Thoughtfactory: Leica poetics

Leica, film, snaps, chronicles, cliches

Posts for Tag: Andamooka

playground, Andamooka

A picture of the past. A  picture of life in a frontier mining world of Andamooka. 

It's not much of a backyard or  playground is it, at the foot of the  opal mine tailings.  My memory of Andamooka is that the dust  from the mine tailings was everywhere, layered over everything. It was hot and the atmosphere was arid.  

What this photo from the archives does is bring the past--what has been---into the present.    In offering  an image of the past it opens  up history, allowing us to see the past---what  once was; allowing us an insight into the lives that were lived in a frontier mining town; allowing us to imagine a life lived among the dust from  the mine tailings next to the traditional tin houses of old.    

It's a  remnant of the town's past --a different remnant  to  the traditional dugout style houses of old Andamooka that was  pictured in the previous post. 

miners hut, Andamooka

This picture of  an  opal miners hut  at Andamooka in South Australia, which  is from  my film archives ---  an example of  ordinariness or a deadpan aesthetic that was made whilst  travelling on the margins of modernity.

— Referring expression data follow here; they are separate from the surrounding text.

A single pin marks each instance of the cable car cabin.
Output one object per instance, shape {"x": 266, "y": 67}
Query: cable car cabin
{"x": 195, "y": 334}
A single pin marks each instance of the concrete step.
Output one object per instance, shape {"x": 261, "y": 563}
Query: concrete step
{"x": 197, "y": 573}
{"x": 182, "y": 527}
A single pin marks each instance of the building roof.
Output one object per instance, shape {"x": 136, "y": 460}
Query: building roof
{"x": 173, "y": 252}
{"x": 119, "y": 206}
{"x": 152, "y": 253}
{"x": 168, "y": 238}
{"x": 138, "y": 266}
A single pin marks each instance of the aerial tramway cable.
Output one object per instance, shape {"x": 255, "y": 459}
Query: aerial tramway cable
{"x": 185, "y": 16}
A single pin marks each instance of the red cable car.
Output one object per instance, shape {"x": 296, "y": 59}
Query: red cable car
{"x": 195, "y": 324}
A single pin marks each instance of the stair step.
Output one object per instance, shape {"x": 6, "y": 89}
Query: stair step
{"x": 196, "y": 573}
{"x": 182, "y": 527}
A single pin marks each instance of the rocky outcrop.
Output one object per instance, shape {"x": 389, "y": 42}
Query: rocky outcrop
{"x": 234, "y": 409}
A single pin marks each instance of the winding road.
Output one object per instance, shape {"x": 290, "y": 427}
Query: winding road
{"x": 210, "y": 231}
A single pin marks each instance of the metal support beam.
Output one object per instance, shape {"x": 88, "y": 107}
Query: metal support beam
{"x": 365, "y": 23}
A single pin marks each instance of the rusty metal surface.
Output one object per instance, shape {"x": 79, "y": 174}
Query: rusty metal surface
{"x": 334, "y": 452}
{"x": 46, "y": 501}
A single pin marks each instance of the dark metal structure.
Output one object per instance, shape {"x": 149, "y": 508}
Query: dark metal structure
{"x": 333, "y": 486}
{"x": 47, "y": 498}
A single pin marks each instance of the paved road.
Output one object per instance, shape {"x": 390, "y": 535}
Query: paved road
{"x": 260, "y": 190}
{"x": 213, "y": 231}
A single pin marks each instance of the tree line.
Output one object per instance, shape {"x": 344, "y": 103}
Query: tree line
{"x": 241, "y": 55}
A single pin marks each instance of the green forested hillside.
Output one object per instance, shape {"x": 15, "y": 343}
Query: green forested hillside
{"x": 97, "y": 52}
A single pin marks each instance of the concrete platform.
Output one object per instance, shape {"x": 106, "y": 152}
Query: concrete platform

Like the previous images  the picture was  made with a Leica M4-P, with a 50mm  f.2 Summicron lens and Kodak 400ASA film.   As previously mentioned in an earlier post  I discovered a roll of film I'd exposed whilst I was  visiting  Andamooka circa 2004-5.   My film work at the time--35mm and medium format--- was usually developed and scanned by a pro-lab, but for some reason this roll hadn't been scanned.  This was  several years prior to  buying my first  digital camera. I had no knowledge of digital cameras. 

B.Construction, Andamooka

From the  film archives.  

This  is another  image that I came across when I was going through my film archives. A public sculpture at Andamooka in South Australia. The picture was  made with a Leica M4-P,  a 50mm  f.2 Summicron lens and Kodak 400ASA film:

 As I mentioned in an earlier post I  discovered a roll of film I'd exposed whilst I was  visiting  Andamooka circa 2004-5   My film work at the time--35mm and medium format--- was usually developed and scanned by a pro-lab, but for some reason this roll hadn't been scanned.  This was  several years prior to  buying my first  digital camera.

Andamooka grave

From the archives.  

A miner's grave at Andamooka in South Australia made with a Leica M4-P,  a 50mm  f.2 Summicron lens,  and Kodak 400ASA film:

 I only came across this image when I was going through my film archives. I discovered a roll of film I'd exposed whilst I was  visiting  Andamooka circa 2001.   My film work at the time--35mm and medium format--- was usually developed and scanned by a pro-lab, but for some reason this roll hadn't been scanned.  This was  several years prior to  buying my first  digital camera.

Australia's past: Andamooka

Things have meaning in part because of the way we see things, based on our own historical context.  An example is the conception of Australia as the Lucky Country  because it was the world's quarry.  Donald Horne, who coined the Lucky Country phrase,   used it in an  ironical mode. 

Horne was critiquing an Australia that did not think for itself; a country manacled to its past; and 'still in colonial blinkers'. It was meant as an indictment of an unimaginative nation, its cosy provincialism, its cultural cringe, its second rate politicians,  and its White Australia policy.  Horne's irony is usually  overlooked. 

Old resource based Australia  is  a particular  historical pattern of vision. A week in Andamooka, in northern South Australia indicated that  it was a strange place--a frontier land. The town was full of mine tailings  as was the surrounding landscape. This was a quarry economy. It  indicated  mining's "boom and bust" economics,  and  that  mining, by its nature, involves the environmental damage to  the land. This  often has serious consequences for the surrounding environment.